Recent legislation in both the civil and criminal justice spheres has led to new interest in how apology can be facilitated. What will this new legislation mean and where should Scotland go from here?

When legislators protect such apologies in an attempt to maintain normal social civility in the hope of preventing litigation we must ask whether the apology is affected by law in such a way as to merely become a cynical PR device. Apology is also used as a remedy in criminal law (e.g. Restorative Justice), but is this also a cynical PR exercise? Is there something of value in any apology, even in a court-ordered apology? What does and should the future hold for the role of apology in civil and criminal justice?

Prue Vines is Professor of Law at University of New South Wales, Sydney, Australia , where she is Co-Director of the Private Law Research and Policy Group. She has also been Visiting Professor at Strathclyde University Law School since 2006. She is a leading expert on the role of apology in the justice system, as well as in tort and succession law.
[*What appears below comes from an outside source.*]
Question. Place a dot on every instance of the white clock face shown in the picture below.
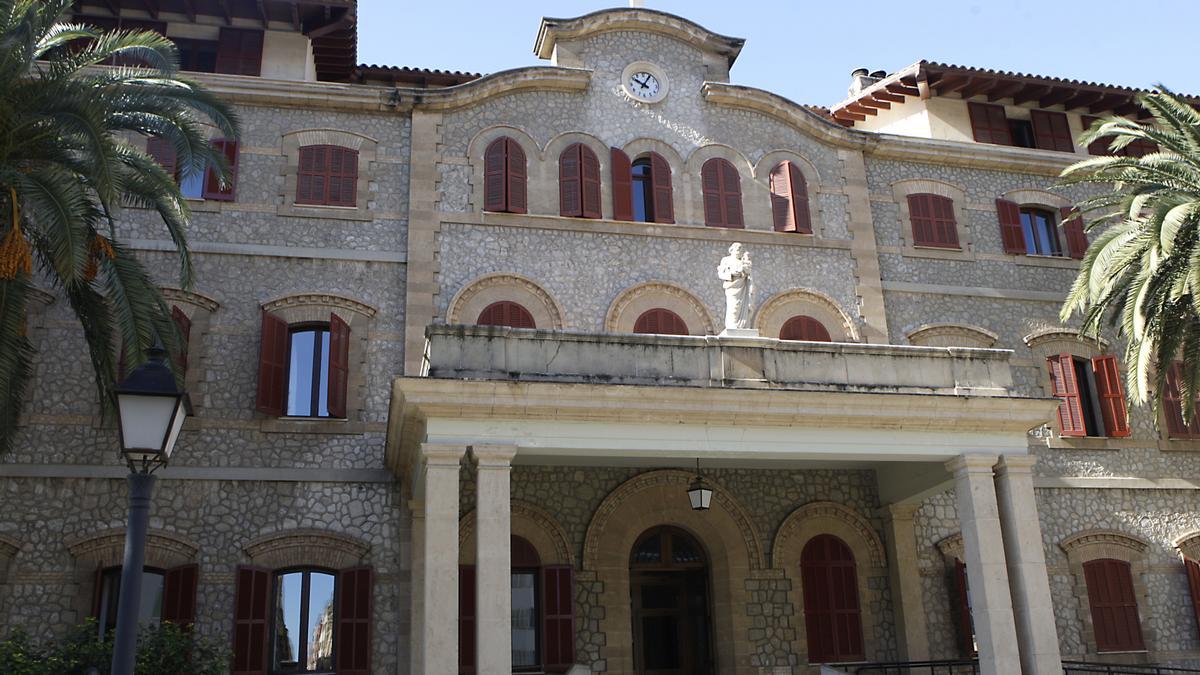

She has advised Law Reform Commissions and Governments in Australia, the UK, and New Zealand. The author most recently of Law & Justice in Australia (OUP) she is also the author of numerous books and articles on torts and succession and co-editor of the latest edition of Fleming on Tort Law.  Her work on apology draws on a range of disciplinary perspectives, including psychology (in which she originally studied and worked), sociology and philosophy. Mary Munro is Senior Visiting Fellow at CLCJ, Law School. She is a founder member of the RJ Forum Scotland and teaches RJ on the LLM / MSc in Criminal Justice & Penal Change at Strathclyde.  She is also editor of Scottish Justice Matters. Before moving to Scotland in 1992 she was a probation officer having originally qualified and practised as a solicitor.